Si, à titre exceptionnel, une saisine rectificative est nécessaire, le ministre qui a l'initiative du projet en indique précisément les motifs au secrétariat général du Gouvernement en vue de préparer la lettre d'accompagnement au Conseil d'État. Il adresse également une nouvelle version du rapport de présentation mis en cohérence avec le nouveau projet. La saisine rectificative elle-même identifie clairement les modifications proposées par rapport au projet initial en suivant sa structure. Les articles ou ensembles d'articles sans changement sont éludés et remplacés par le signe typographique […]. La numérotation des articles est poursuivie si des articles complémentaires sont ajoutés à la fin du projet. En revanche, s'ils s'insèrent dans le projet, il convient de les numéroter en fonction du numéro de l'article qui précède en ajoutant les suffixes bis, ter, quater…de sorte à ne pas modifier la numérotation des articles suivants du projet initial.

 

 

7. Choix du texte définitif 

 

Il est rappelé qu'en cas de consultation obligatoire, même si l'autorité administrative n'est pas liée par l'avis, elle ne peut pas retenir un texte traitant de questions nouvelles par rapport au projet soumis à consultation et aux observations ou suggestions éventuellement émises par l'organisme consulté (voir fiche 2.1.2.).

 

En ce qui concerne le Conseil d'État, le texte retenu ne peut être différent à la fois du projet du Gouvernement et de l'avis du Conseil d'État ; ce principe est apprécié strictement et sa méconnaissance peut être soulevée d'office par le juge, en cas de recours. Son application se fait par ensemble de dispositions ayant entre elles un rapport au sens de la jurisprudence, c'est-à-dire le plus souvent par article ou par subdivision d'article (voir notamment CE 16 octobre 1968, Union nationale des grandes pharmacies de France).

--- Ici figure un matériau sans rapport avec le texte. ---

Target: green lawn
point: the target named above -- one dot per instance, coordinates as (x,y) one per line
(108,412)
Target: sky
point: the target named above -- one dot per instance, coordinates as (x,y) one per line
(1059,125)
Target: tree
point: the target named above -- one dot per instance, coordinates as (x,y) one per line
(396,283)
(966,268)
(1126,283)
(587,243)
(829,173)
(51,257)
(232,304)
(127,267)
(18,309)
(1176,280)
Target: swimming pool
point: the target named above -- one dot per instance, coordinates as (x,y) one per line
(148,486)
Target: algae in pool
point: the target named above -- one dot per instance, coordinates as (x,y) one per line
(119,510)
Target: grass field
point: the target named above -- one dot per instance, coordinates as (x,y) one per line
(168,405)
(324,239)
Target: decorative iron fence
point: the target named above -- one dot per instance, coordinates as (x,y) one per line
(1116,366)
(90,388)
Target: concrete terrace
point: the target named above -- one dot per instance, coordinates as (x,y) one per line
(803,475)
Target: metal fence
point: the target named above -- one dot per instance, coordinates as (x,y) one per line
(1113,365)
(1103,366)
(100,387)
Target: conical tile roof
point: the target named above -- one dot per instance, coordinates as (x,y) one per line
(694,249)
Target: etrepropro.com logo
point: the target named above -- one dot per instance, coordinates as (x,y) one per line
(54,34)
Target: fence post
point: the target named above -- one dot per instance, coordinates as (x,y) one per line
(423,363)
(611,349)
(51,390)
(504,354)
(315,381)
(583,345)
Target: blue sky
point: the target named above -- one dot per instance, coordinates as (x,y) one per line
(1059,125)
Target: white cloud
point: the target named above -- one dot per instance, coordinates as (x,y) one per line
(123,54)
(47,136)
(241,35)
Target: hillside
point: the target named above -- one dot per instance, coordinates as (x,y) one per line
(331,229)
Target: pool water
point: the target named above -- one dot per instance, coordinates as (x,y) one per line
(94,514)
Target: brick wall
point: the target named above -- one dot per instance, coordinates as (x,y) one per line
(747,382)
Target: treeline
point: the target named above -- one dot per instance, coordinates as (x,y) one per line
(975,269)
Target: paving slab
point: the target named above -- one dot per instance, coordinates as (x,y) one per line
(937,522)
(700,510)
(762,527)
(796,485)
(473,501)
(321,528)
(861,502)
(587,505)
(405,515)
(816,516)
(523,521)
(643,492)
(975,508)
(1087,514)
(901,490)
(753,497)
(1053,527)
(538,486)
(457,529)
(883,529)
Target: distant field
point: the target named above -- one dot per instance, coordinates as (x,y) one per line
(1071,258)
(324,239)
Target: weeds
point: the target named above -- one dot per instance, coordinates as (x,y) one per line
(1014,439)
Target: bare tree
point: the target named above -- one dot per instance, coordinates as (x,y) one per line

Il a en outre été jugé que ne peut être regardé comme ayant été pris en Conseil d'État un décret qui reprend le texte adopté par le Conseil d'État mais qui, en le complétant, même par des dispositions qui figuraient dans le projet initial du Gouvernement, en modifie l'économie générale sans pour autant revenir à celle du projet initial (CE, 10 janvier 2007, Fédération nationale interprofessionnelle des mutuelles).

 

La jurisprudence du Conseil d'État témoigne de la rigueur de cette règle (voir par exemple CE, 2 mai 1990 Joannides), de sorte que le Gouvernement court les plus grands risques, sur le plan contentieux, en adoptant une rédaction qui s'écarte, même sur des points de détail, tant de celle adoptée par le Conseil d'État que de celle du projet initial.

 

Réserve faite d'erreurs matérielles susceptibles d'être corrigées sur la minute du texte arrêté par le Conseil d'État, le Gouvernement n'a donc d'autre solution, lorsqu'il souhaite adopter un texte différent tout à la fois de son projet initial et du texte du Conseil d'État, que de ressaisir ce dernier du texte correspondant à la rédaction souhaitée, en vue d'une nouvelle délibération.

 

Il est néanmoins souvent possible de prévenir cette situation alors que le texte est en cours d'examen au Conseil d'État, en suggérant au rapporteur de reprendre à son compte certaines des modifications envisagées ou, si celles-ci ne semblent pas devoir recueillir l'accord du Conseil d'État, en les faisant consigner comme des amendements verbalement apportés par le Gouvernement à son texte initial. Ces façons de procéder ne valent toutefois que pour les modifications d'ampleur limitée. Pour les modifications substantielles, il convient de procéder à une saisine rectificative ou complémentaire.

 

Lorsque le ministère souhaite, en cas de divergence, revenir à son texte initial, il lui appartient de demander la convocation d'une réunion interministérielle, présidée par un membre du cabinet du Premier ministre et le secrétaire général du Gouvernement et ayant pour objet d'apprécier l'opportunité de ne pas suivre l'avis rendu par la Haute Assemblée. En tout état de cause, le dossier de mise à la signature du décret doit comprendre une note présentant les éventuelles divergences avec le texte adopté par le Conseil d'État (voir fiche 2.1.3, signatures et contreseings).

 

8. Inscription du projet à l'ordre du jour du conseil des ministres ; recueil des contreseings et de la signature du Président de la République par les soins du secrétariat général du Gouvernement.